One might be tempted to think that Saks Potts’ trajectory is the fruit of luck or that they were destined to be a One Hit Wonder – in fact, their first proposal consisted of a single piece, the Febbe coat – but their tenth collection for Spring 2019 confirms that they are far from being “another indie discovery enjoying its 5 minutes of glory in the industry”.
Their Spring 19 shows signs of their maturity as designers, with garments inspired by the Olympic Games and strongly influenced by disciplines such as ice skating, without losing some of their identity signs, such as fur coats or increasingly recognisable prints.
But, is it enough talent, work and a good idea to go from being an unknown project to one of those firms in all the best stylists agendas? Or have Barbara and Cathrine devised a conscious plan to be omnipresent in any fashion week? There are certain factors that seem to point the latter, such as the creation of an iconic logo destined to keep up with the print, now that Louis Vuitton or Dior are leading the trend, their use of colour to make a garment recognisable that at first was not so recognisable, or the creation of tandem-outfits perfect for little girls to match their mothers – with all the viral potential that goes with it, see, Northie-.

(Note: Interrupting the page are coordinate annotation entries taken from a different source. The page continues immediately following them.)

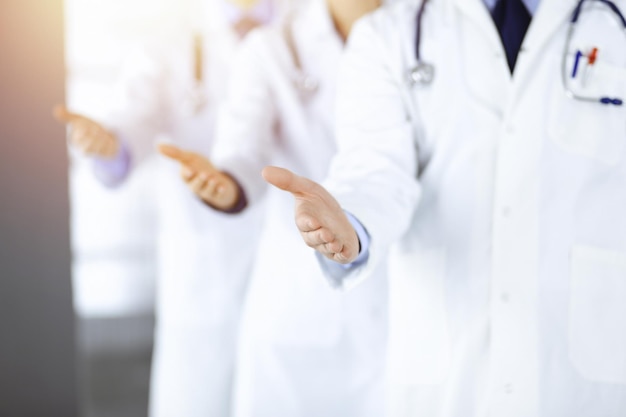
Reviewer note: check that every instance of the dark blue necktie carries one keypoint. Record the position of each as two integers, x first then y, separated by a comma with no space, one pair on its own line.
512,20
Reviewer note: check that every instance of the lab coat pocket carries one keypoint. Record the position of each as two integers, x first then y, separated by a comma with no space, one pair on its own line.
419,348
591,129
597,328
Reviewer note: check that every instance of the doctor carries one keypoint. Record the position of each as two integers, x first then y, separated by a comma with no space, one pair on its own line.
305,351
203,266
498,186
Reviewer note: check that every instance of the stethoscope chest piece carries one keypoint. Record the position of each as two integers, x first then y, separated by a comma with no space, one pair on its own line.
421,74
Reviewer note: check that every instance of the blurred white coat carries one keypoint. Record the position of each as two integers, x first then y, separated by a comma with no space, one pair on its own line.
306,349
204,257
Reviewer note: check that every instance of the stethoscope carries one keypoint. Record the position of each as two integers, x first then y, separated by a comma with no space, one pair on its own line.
565,75
423,73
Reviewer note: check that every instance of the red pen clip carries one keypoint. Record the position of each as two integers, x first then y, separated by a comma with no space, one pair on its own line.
591,60
593,55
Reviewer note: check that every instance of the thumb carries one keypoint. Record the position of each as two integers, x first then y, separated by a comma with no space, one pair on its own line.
63,115
287,180
174,153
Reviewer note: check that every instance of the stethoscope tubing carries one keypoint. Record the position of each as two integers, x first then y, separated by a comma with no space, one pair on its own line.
570,34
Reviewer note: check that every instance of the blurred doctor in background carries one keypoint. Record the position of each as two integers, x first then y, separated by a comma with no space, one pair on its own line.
172,92
305,350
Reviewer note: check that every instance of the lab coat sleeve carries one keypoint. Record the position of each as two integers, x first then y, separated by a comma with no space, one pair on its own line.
374,173
246,123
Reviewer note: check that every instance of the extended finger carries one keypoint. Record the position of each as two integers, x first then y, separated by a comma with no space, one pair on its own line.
287,180
197,183
175,153
63,115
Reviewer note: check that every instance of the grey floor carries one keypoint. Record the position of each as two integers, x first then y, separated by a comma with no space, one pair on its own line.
114,365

They seem to have a clear strategy. And it works. The year that has just ended served them to put themselves on the Scandinavian fashion map and slip into the wardrobe of some celebrities like Cardi B or Kendall Jenner.
Beyond the success of SP, it is interesting to reflect on the origin of this hypothetical strategy, elaborated by a new firm like the Danish one. More and more, we need not only a constant and unstoppable flow of new garments, but also new brands that are responsible for bringing fresh air and competing with the largest and most consolidated houses. Creating space for new fashion entrepreneurs is a very positive thing, but it seems that these opportunities are too ephemeral because of our longings to constantly renew our fashion system. Will Saks Potts survive its own virality?